Lets take the iQuarc.DataAccess as an example for the data access implementation (for more on this, you can go to my older post "Separating Data Access Concern"). We should modify the Repository.GetEntities<T>()
and the UnitOfWork.GetEntities<T>()
functions, from:
public class Repository : IRepository, IDisposable
{
public IQueryable<T> GetEntities<T>() where T : class
{
return Context.Set<T>().AsNoTracking();
}
...
}
into
public class Repository : IRepository
{
public IQueryable<T> GetEntities<T>() where T : class
{
int tenantId = GetCurrentUserTenantId();
Expression<Func<T, bool>> condition = BuildWhereExpression<T>(tenantId);
return Context.Set<T>()
.Where(condition)
.AsNoTracking();
}
...
}
Actually, we don't have to modify the existent Repository
or UnitOfWork
classes. We could apply the Decorator pattern and write a MultitenancyRepository
which wraps the existent implementation and does the filtering based on the current tenant.
Lets look at the two helper functions we've introduced.

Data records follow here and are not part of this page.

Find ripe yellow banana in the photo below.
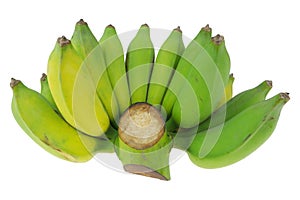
[188,93,289,168]
[40,73,59,113]
[126,24,155,104]
[10,79,113,162]
[99,25,130,114]
[71,19,119,127]
[147,27,185,111]
[48,37,110,136]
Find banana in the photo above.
[188,93,289,168]
[47,36,110,136]
[99,25,130,114]
[10,78,113,162]
[198,80,272,132]
[40,73,59,113]
[172,28,230,128]
[216,74,234,109]
[126,24,155,104]
[162,25,211,121]
[71,19,119,127]
[147,27,185,111]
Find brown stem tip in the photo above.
[76,19,87,25]
[9,78,21,88]
[57,36,71,47]
[202,24,211,32]
[118,103,165,150]
[211,34,224,45]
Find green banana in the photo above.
[71,19,119,127]
[162,25,211,119]
[99,25,130,114]
[187,93,289,168]
[172,25,230,128]
[126,24,155,104]
[48,36,110,136]
[10,79,113,162]
[198,81,272,132]
[115,133,172,180]
[40,73,59,113]
[216,74,234,109]
[147,27,185,111]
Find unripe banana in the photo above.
[40,73,59,113]
[71,19,119,127]
[198,81,272,132]
[126,24,155,104]
[99,25,130,114]
[172,27,230,128]
[115,103,172,180]
[216,74,234,109]
[48,37,110,136]
[162,25,211,118]
[10,79,113,162]
[147,27,185,110]
[188,93,289,168]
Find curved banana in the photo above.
[10,79,113,162]
[198,81,272,132]
[40,73,59,113]
[126,24,155,104]
[172,27,230,128]
[187,93,289,168]
[48,37,110,136]
[147,27,185,111]
[99,25,130,114]
[71,19,119,127]
[162,25,211,121]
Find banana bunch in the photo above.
[10,19,289,180]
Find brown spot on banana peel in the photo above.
[76,19,87,25]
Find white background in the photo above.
[0,0,300,200]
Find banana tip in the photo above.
[76,19,87,25]
[41,73,47,81]
[266,80,273,88]
[9,78,20,88]
[280,92,290,102]
[211,34,224,45]
[174,26,182,33]
[202,24,211,32]
[57,36,71,47]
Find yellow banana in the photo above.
[48,37,110,136]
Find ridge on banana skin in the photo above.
[166,26,230,128]
[125,24,155,104]
[147,27,185,109]
[99,25,130,114]
[11,79,112,162]
[187,93,289,168]
[71,19,119,128]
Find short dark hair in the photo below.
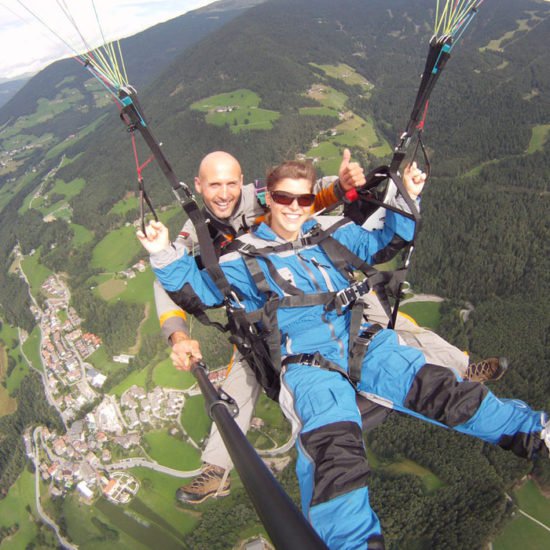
[266,160,316,191]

The GetCurrentUserTenantId()
is similar with the one from the previous post, where we've looked at separate databases strategy implementation.
private int GetCurrentUserTenantId()
{
const string tenantKeyClaim = "tenant_key";
Claim tenantClaim = ClaimsPrincipal.Current.FindFirst(tenantKeyClaim);
int ternanId = tenantsCache[tenantClaim.Value];
return ternanId;
}
It relays on the existent tenant_key
claim of the current user, which should be set by the authentication mechanism. Then, it uses a cache build from the Tenants
table to return the tenantId
which corresponds to the key. Nothing fancy.

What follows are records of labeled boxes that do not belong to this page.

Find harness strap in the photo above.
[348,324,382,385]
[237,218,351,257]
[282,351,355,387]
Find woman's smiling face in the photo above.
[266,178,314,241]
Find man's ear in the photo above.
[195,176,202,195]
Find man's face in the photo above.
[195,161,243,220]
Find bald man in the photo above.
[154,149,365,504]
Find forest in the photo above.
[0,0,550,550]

The BuildWhereExpression<T>()
is a bit more complex. It needs to build a Binary Expression with the equals operator. The left operand should be the TenantID
property of the current entity and the right operand the tenantId
which is passed as a parameter. For the Patient
entity this whould be: patient.TenantID == tenantId
.
This means that all the tenant specific entities should have the TenantID
property mapped to the TenantID
column. So we should change the EF code generator to make these entities implement the ITenantEntity
interface
interface ITenantEntity
{
int TenantID { get; set; }
}
Having this, we can easily build the left operand and also we can know if the current entity is tenant specific or not. The operands are:
- left operand:
tenantIdSelector = entity => entity.TenantID;
- right operand:
tenantIdParam = () => tenantId;
so the entire function code goes like this:
private Expression<Func<T, bool>> BuildWhereExpression<T>(int tenantId)
{
if (IsTenantEntity<T>())
{
Expression<Func<ITenantEntity, int>> tenantIdSelector = entity => entity.TenantID;
Expression<Func<int>> tenantIdParam = () => tenantId;
var filterExpression= Expression.Lambda<Func<T, bool>>(
Expression.MakeBinary(ExpressionType.Equal,
Expression.Convert(tenantIdSelector.Body, typeof(int)),
tenantIdParam.Body),
tenantIdSelector.Parameters);
return filterExpression;
}
else
{
Expression<Func<T, bool>> trueExpression = entity => true;
return trueExpression;
}
}
If the current entity type is not implementing ITenantEntity
interface, then on the else
branch we will just build and return an expression which is always true
so the .Where()
we append has no effect for the tenant shared tables.
Now, if we do the same for the UnitOfWork
class we have consistently achieved data isolation for each tenant data at the data access level.
You can see a full running demo of this implementation if you go to my Code Design Training GitHub repository and open the SharedDbConsoleDemo sample.